Accept a policy/condition-of-use for an organization in a Room
All members of a Room can accept the current policy for their organization in the Room.
You are required to accept the policy that is currently assigned as the 'condition of use' for your organization in a Room in which you are a member, before you can access the Room or connect to your Desktop(s) in the Room.
You must re-accept the policy if it has been updated since the last time you accepted it.
You will be prompted to accept the policy when you try to connect, or when you try to work or access assets in the Room.

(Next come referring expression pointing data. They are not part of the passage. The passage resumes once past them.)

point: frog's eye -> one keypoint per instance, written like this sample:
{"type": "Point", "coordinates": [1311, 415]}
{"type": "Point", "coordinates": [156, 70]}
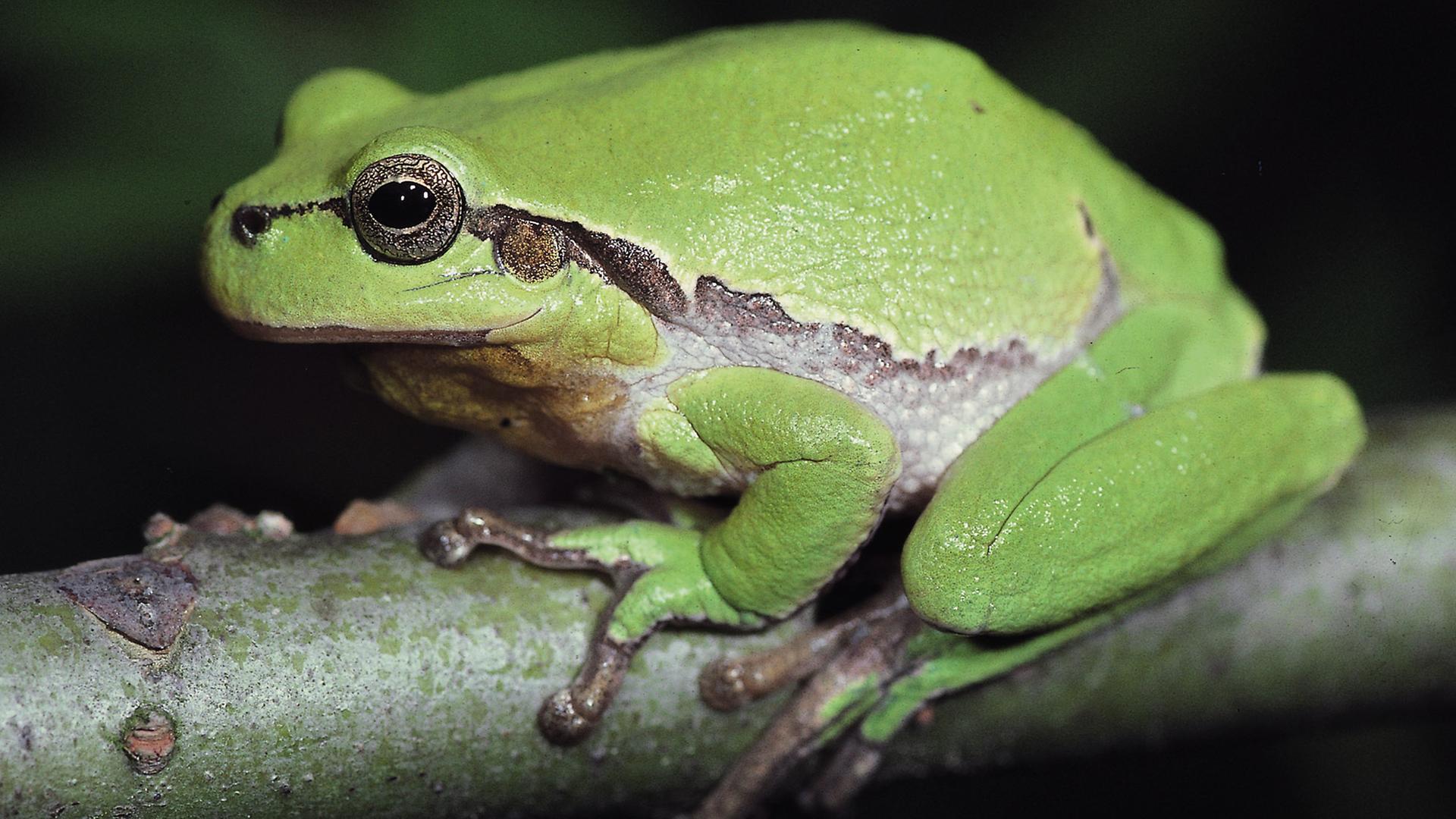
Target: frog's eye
{"type": "Point", "coordinates": [530, 251]}
{"type": "Point", "coordinates": [406, 207]}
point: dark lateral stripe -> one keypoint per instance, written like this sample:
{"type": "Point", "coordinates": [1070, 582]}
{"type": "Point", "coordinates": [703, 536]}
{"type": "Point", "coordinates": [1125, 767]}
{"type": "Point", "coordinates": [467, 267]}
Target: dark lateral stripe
{"type": "Point", "coordinates": [337, 206]}
{"type": "Point", "coordinates": [632, 268]}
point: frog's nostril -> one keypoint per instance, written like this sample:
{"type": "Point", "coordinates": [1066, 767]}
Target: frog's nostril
{"type": "Point", "coordinates": [248, 223]}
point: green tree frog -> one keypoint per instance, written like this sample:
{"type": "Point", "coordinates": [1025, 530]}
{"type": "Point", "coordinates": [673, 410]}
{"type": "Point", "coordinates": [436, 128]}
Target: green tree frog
{"type": "Point", "coordinates": [835, 271]}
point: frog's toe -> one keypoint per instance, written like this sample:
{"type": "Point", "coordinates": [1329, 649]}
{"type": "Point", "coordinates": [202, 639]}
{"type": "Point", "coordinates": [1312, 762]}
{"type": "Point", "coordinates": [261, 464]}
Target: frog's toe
{"type": "Point", "coordinates": [563, 722]}
{"type": "Point", "coordinates": [444, 545]}
{"type": "Point", "coordinates": [573, 713]}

IMPORTANT: You will only be able to accept the policy if you meet the Conditions of access for the policy. If you do not meet the conditions, you will be considered to be in violation of the policy and be denied access to the Room and your Desktops in the Room.
Accept the policy , as follows:
- Log in to the Tehama Web UI.
- Click on the ROOMS tab.
- Click on the name of the Room you want to access. You will see the Room's interface. The tab you will see depends on the role you have within your organization.
- Click on the CONDITIONS OF USE tab. You will see the name of the policy and its terms of use.
- Click I ACCEPT to accept the policy.
Policy/condition-of-use violation
If you see one of the following, you are in violation of the policy that has been assigned as the "conditions of use" for your organization in a Room:
- You see the following banner: **Access to this room has been denied due to policy violation. For further details please contact your organization administrator.**, after attempting to perform work through the Room's interface.
When you are in violation of the policy, you will be denied access to the Room and be unable to connect to your Desktops in the Room.
Contact your manager to determine the nature of the violation.